The criteria will now use a preferred vision rather than historic data

A change in the way transport planning in Oxfordshire is undertaken has been approved by the County Council’s cabinet.

Up to now decisions have been made using a “predict and provide” model, which utilised past traffic trends to determine the future need for infrastructure.  Historically this included heavy car usage.

Now decisions will be made using “decide and provide” criteria.   This method takes a preferred vision and provides a way to work towards that, while also accommodating the uncertainty of the future.

The new method will help the council achieve its goals, including cutting the number of car journeys in the county by more than half by 2040.

The Council’s Local Transport and Connectivity Plan was adopted earlier this year. Its ambition is to create a net zero transport system by 2040, improving health and wellbeing, tackling the climate emergency, reducing private vehicle use and prioritising walking, cycling and the use of public transport.

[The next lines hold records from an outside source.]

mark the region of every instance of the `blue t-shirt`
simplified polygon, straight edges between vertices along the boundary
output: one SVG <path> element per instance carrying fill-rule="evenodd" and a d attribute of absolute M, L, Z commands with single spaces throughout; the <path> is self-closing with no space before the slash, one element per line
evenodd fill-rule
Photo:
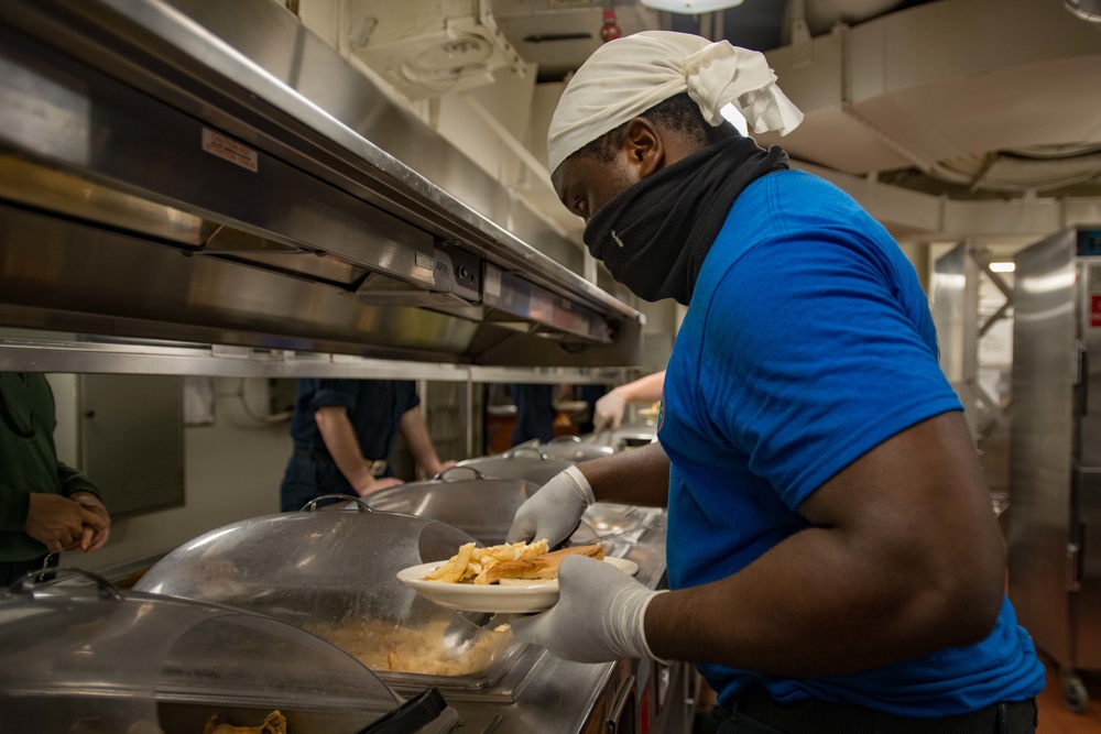
<path fill-rule="evenodd" d="M 707 255 L 665 377 L 669 585 L 740 571 L 808 527 L 796 507 L 838 471 L 962 409 L 937 357 L 913 266 L 855 201 L 796 171 L 751 184 Z M 793 679 L 699 669 L 727 708 L 753 681 L 781 701 L 907 716 L 964 713 L 1044 687 L 1005 599 L 984 640 L 873 670 Z"/>
<path fill-rule="evenodd" d="M 342 405 L 363 458 L 389 459 L 402 415 L 419 404 L 416 383 L 405 380 L 299 380 L 291 437 L 296 446 L 325 451 L 314 414 L 321 407 Z"/>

Councillor Duncan Enright, Oxfordshire County Council’s Cabinet Member for Travel and Development Strategy, said: “This document signals a change in attitude to the issue of travel in the county. It shows where our priorities lie and will help support the aims of the LTCP.

“Replacing the ‘predict and provide’ model means we will stop using past traffic trends to determine the future need for infrastructure, as this maintains the status quo by perpetuating dependence on cars.

“This is believed to be one of the first, if not the first, instance of a local highway authority expressly requiring new developments to do this, putting Oxfordshire County Council at the forefront of advancing transport planning practice.”

For developers the change will mean that where they believe their schemes will lead to an increase in private cars, which the network cannot cope with, they must first consider providing high quality, sustainable and active travel arrangements before identifying changes to infrastructure, such as junctions, to deal with additional traffic.

The Local Transport and Connectivity Plan is a wide-ranging document with 54 policies.  It looks at ways of reducing the need to travel and discouraging unnecessary individual private vehicle use through making walking, cycling, public and shared transport the natural first choice.